Suksathien Rachawan, Kunadison Salintip, Wongfukiat Oragarn, Ingkasuthi Kanlaya
J Med Assoc Thai. 2016 Dec;99(12):1367-71.
Spinal gnathostomiasis results in serious multiorgan impairments. Magnetic resonance imaging (MRI) and serology help in diagnosis, and assessing the severity and extent of the disease. However, the physiology of neural pathway could not be demonstrated. Electrodiagnosis may have a role in demonstrating the functions of the central and peripheral neural pathways and prognostic assessment of the disease.
An 18-year-old man presented with radicular pain and rapid progressive weakness of lower extremities, leading to paraplegia in three days. A clinical evaluation and laboratory tests, including serology, MRI, and electrodiagnosis, were performed.

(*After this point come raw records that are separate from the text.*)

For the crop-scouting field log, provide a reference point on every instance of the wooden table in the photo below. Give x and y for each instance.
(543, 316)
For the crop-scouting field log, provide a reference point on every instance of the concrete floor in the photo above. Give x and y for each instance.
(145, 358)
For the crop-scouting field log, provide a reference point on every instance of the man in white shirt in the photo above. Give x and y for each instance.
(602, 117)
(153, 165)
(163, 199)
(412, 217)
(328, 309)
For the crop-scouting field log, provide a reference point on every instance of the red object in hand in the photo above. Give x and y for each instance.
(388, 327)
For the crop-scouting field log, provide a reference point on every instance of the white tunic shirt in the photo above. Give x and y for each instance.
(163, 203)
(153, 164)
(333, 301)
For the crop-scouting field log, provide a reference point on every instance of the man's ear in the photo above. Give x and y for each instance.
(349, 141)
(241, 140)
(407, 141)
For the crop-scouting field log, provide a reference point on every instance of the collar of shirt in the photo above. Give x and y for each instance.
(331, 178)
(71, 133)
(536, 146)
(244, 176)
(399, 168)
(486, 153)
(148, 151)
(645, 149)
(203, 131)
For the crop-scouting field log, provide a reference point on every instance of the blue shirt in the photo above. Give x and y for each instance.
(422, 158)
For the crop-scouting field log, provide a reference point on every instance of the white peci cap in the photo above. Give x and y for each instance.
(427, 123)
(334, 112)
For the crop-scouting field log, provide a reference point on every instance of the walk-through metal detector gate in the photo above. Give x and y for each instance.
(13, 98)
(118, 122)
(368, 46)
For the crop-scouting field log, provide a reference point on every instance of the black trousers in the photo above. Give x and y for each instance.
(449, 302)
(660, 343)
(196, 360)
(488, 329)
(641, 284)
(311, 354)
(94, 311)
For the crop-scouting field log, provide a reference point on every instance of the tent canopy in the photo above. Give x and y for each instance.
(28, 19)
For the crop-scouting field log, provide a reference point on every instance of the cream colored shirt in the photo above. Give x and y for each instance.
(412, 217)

The investigation showed L1 paraplegia with urinary retention. The serial MRI of T-spine showed longitudinal T2 hypointense lesion along the lower thoracic spinal cord, representing track-like hemorrhage with spinal cord edema at the onset of symptoms, nodular enhancement of T11-T12 spinal cord, and enhancing and clumping of cauda equina nerve roots in the MRI at two months after the first MRI. The CSF and serum for Gnathostoma antibody were positive. Intravenous corticosteroid and oral albendazole were given. Three months after treatment, the symptoms improved in sensation but not in motor function. The electrodiagnosis was performed. There were very small amplitudes and no response in bilateral tibial and peroneal motor nerve conduction studies (NCS) respectively. The bilateral sural sensory NCS were normal. Neither tibial somato-sensory evoke potentials (SSEP) nor motor evoke potential (MEP) was recorded. No further improvement of patient’s clinical status at eight months after onset was observed.
Electrophysiological findings demonstrated the function of spinal cord and peripheral nerves in the patient with spinal gnathostomiasis. There were correlations between MRI and electrophysiological findings that confirmed pathophysiology of the disease. Absence of SSEP and MEP response correlated with poor neurological outcomes in radiculomyelitis caused by Gnathostoma spp. infection.
脊髓颚口线虫病会导致严重的多器官损害。磁共振成像(MRI)和血清学有助于诊断,并评估疾病的严重程度和范围。然而,神经通路的生理学情况无法得到证实。电诊断可能在显示中枢和周围神经通路的功能以及疾病的预后评估方面发挥作用。
一名18岁男性出现神经根性疼痛和下肢迅速进行性无力,三天内发展为截瘫。进行了临床评估和实验室检查,包括血清学、MRI和电诊断。
检查显示L1水平截瘫并伴有尿潴留。胸椎的系列MRI显示下胸段脊髓沿纵向T2低信号病变,代表症状发作时的条索状出血伴脊髓水肿,T11 - T12脊髓结节状强化,以及首次MRI检查两个月后的MRI中马尾神经根强化和聚集。脑脊液和血清中的颚口线虫抗体呈阳性。给予静脉注射皮质类固醇和口服阿苯达唑。治疗三个月后,感觉症状有所改善,但运动功能未改善。进行了电诊断。双侧胫神经和腓总神经运动神经传导研究(NCS)的波幅非常小且分别无反应。双侧腓肠神经感觉NCS正常。未记录到胫神经体感诱发电位(SSEP)和运动诱发电位(MEP)。发病八个月后未观察到患者临床状况的进一步改善。
电生理结果显示了脊髓颚口线虫病患者脊髓和周围神经的功能。MRI和电生理结果之间存在相关性,证实了疾病的病理生理学。SSEP和MEP反应缺失与颚口线虫属感染引起的神经根脊髓炎的不良神经学预后相关。